Zen Ritual: A Practitioner’s Perspective of the Expressions of Forms

This summer I will be offering a class, at San Francisco Zen Center, that will look at the ways in which each one of us can connect at a profound, personal level with the ceremonies and activities of Zen. It means looking at formal practice from the place of our personal dharma position. That is, the class is about the ways in which ritual relates to us — individually, in community, and from the standpoint of the absolute. So we’ll look at a number of ceremonies over the course of five classes, and talk about these layers of experience and how they deeply inform our practice.
zen_priest
One example of a ritual that we’ll study is the Bodhisattva Vows, which are said at the end of Saturday morning lecture and during the Full Moon ceremony. A typical translation of these vows is:
Beings are numberless, I vow to free them.
Delusions are inexhaustible, I vow to end them.
Dharma Gates are boundless, I vow to enter them.
The Buddha’s Way is unsurpassable, I vow to become it.
We can start to take these vows with the idea of being more skillful in the world, with the support of and engagement with our fellow practitioners. Yet, we can really only take these vows seriously if we understand ourselves as interconnected with all things. So we’ll read a chapter from Shohaku Okumura Roshi’s book, “Living by Vow” in which he writes:

“We cannot be proud of our practice, and we don’t need to be too humble about our lack of practice or understanding. We are just as we are. Our practice is to take one more step toward the infinite, the absolute, moment by moment one step at a time.”

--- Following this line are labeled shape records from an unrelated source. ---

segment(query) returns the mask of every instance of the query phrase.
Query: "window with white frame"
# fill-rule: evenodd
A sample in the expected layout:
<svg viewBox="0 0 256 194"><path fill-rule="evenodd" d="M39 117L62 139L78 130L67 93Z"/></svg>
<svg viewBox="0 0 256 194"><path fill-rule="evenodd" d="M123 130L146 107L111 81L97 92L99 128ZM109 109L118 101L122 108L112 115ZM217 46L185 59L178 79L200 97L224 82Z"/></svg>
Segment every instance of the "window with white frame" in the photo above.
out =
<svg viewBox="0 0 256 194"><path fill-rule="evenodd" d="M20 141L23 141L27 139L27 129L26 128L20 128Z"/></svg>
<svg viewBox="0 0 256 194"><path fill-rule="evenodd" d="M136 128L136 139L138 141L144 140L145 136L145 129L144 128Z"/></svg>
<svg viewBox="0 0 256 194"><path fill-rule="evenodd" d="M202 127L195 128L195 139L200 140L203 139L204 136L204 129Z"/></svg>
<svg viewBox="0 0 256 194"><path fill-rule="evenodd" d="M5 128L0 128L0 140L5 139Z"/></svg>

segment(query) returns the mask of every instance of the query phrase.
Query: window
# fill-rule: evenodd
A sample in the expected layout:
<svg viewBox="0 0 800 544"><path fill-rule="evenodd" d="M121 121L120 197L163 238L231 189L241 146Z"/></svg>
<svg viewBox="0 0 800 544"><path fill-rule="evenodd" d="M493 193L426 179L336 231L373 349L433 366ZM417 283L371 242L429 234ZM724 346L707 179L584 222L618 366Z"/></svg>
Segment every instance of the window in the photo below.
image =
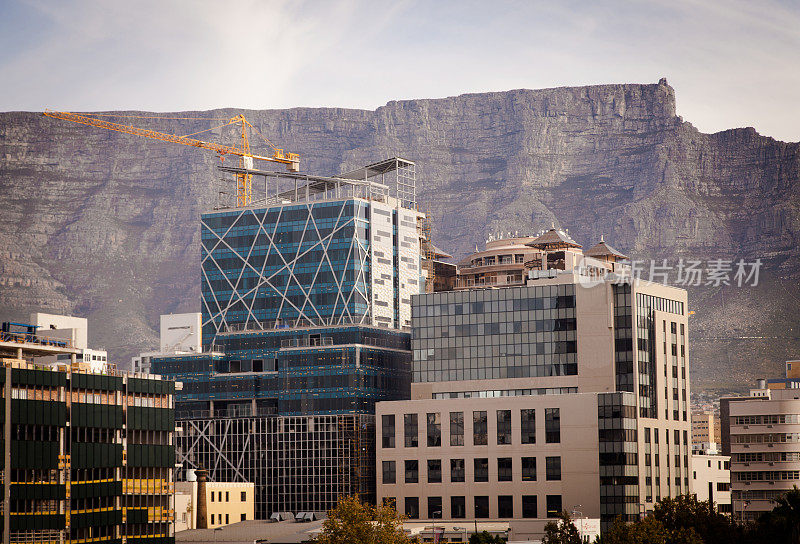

I would add that we are already completely within the infinite in each moment, even though we might feel that we are stepping closer to it. So this is the way in which we will take up the study of ritual this summer. I plan to write a blog entry during each of the five weeks of class, beginning the week of June 23rd, and I hope to hear from each of you about the ways in which you engage with ceremony in your own lives.